Before you enter the park you will have the opportunity to employ the services of a guide, who will accompany you on the tour and explain things clearly to you – don't miss this opportunity! With their expert eyes and equipped with their binoculars, they will be able to spot the animals high in the tree tops for you (sloths, monkeys, etc.). I have to say that it would otherwise have been almost impossible for me to see them, even with someone pointing a finger in their general direction for me. This means that Instead of just going for a simple walk in a Costa Rican forest, you get to experience seeing various animals and insects in their natural habitat.

And once the walk is over, it's time for bathing! The water won't be particularly refreshing however: its temperature is almost 25 °C.

Beach at Manuel Antonio
Alicia Munoz Travel writer
87 travel articles

The stunning Manuel Antonio National Park is found on the Pacific coast of Costa Rica, in the Puntarenas district.

My suggestion:
You'll usually be offered a guide at the entrance - it's a good way to help out the local economy. In certain areas, where it's harder to spot local wildlife (turtles for example), I think it's better to go on a guided tour of this 'little' park. 

Throughout my trip to Costa Rica, I have never seen such a dense biodiversity in one small zone, in this case only 16km2 of park. At one point the plan was to turn the area into a luxury beach resort, but this open-air 'zoo' was lucky enough to be classed a sanctuary in 1972, thanks to its status as a National Park. To limit the impact of tourism, which is significant on this site, the park administrators decided to reduce the number of visitors to 600 a day on weekdays.

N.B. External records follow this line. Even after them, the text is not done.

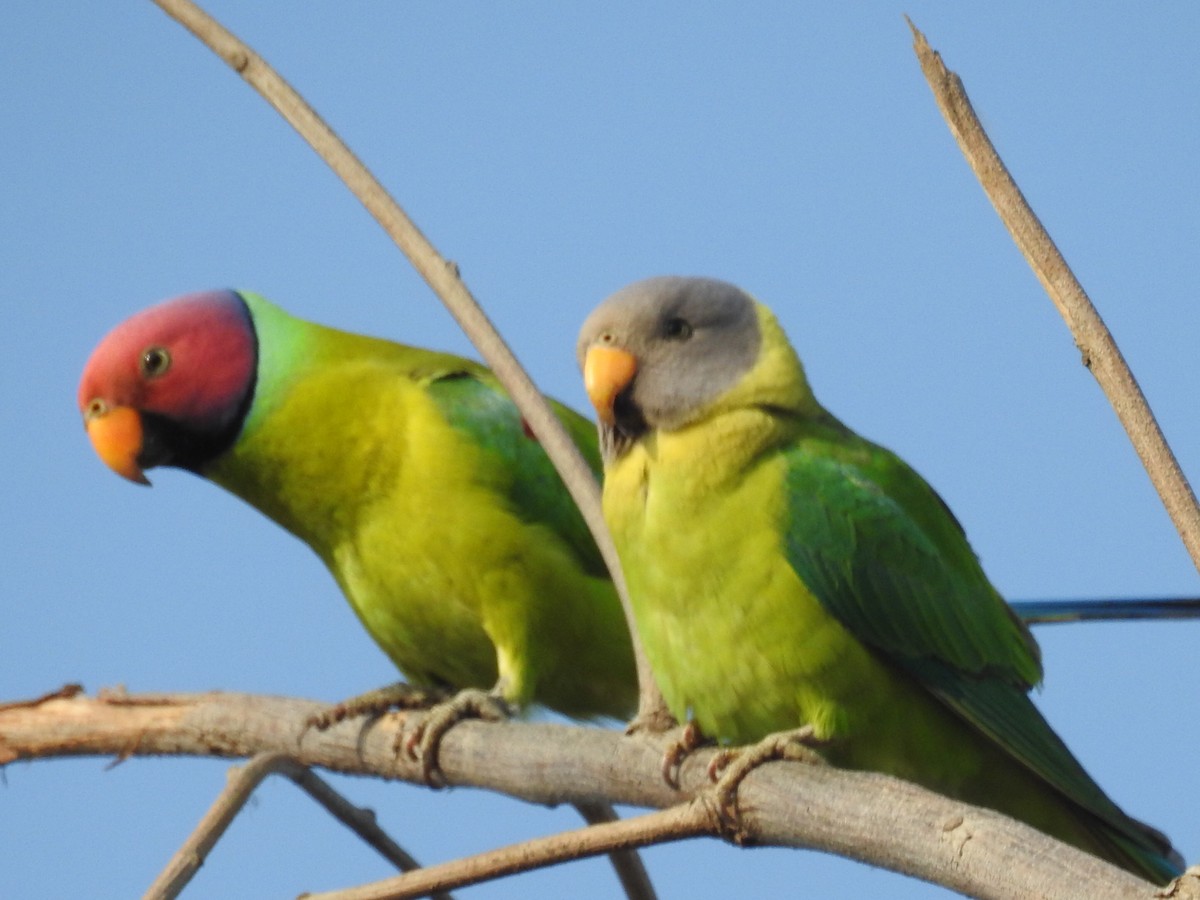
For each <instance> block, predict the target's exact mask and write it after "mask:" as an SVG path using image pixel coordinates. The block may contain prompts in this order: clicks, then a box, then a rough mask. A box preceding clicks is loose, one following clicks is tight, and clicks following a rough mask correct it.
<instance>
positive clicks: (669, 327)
mask: <svg viewBox="0 0 1200 900" xmlns="http://www.w3.org/2000/svg"><path fill="white" fill-rule="evenodd" d="M662 336H664V337H666V338H667V340H668V341H686V340H688V338H689V337H691V324H690V323H689V322H688V320H686V319H680V318H678V317H676V318H671V319H667V320H666V322H665V323H664V324H662Z"/></svg>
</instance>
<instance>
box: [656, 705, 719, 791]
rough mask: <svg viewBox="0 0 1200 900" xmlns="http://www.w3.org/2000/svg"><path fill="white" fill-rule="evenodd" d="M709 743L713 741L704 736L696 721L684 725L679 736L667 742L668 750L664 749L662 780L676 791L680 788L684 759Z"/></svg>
mask: <svg viewBox="0 0 1200 900" xmlns="http://www.w3.org/2000/svg"><path fill="white" fill-rule="evenodd" d="M708 743H712V742H709V739H708V738H706V737H704V733H703V732H702V731H701V730H700V726H698V725H696V722H692V721H689V722H688V724H686V725H684V726H683V728H682V730H680V732H679V737H678V738H677V739H674V740H672V742H671V743H670V744H667V748H666V750H664V751H662V780H664V781H666V782H667V786H670V787H673V788H674V790H676V791H678V790H679V768H680V767H682V766H683V761H684V760H686V758H688V755H689V754H691V752H692V751H694V750H696V749H697V748H701V746H703V745H704V744H708Z"/></svg>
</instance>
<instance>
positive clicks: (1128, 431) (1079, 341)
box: [908, 19, 1200, 569]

From the moment I entered the park, I saw capuchin and squirrel monkeys, racoons and sloths lazing in the trees. It's also a good idea to keep an eye on the ocean, where you'll see bottlenose and spotted dolphins as well as humpback whales that sometimes put on an unforgettable show. You'll often see iguanas and lizards wandering along the beautiful, sandy beaches. As for the beaches by the park, my favourites were Espadilla Sur and Puerto Escondida.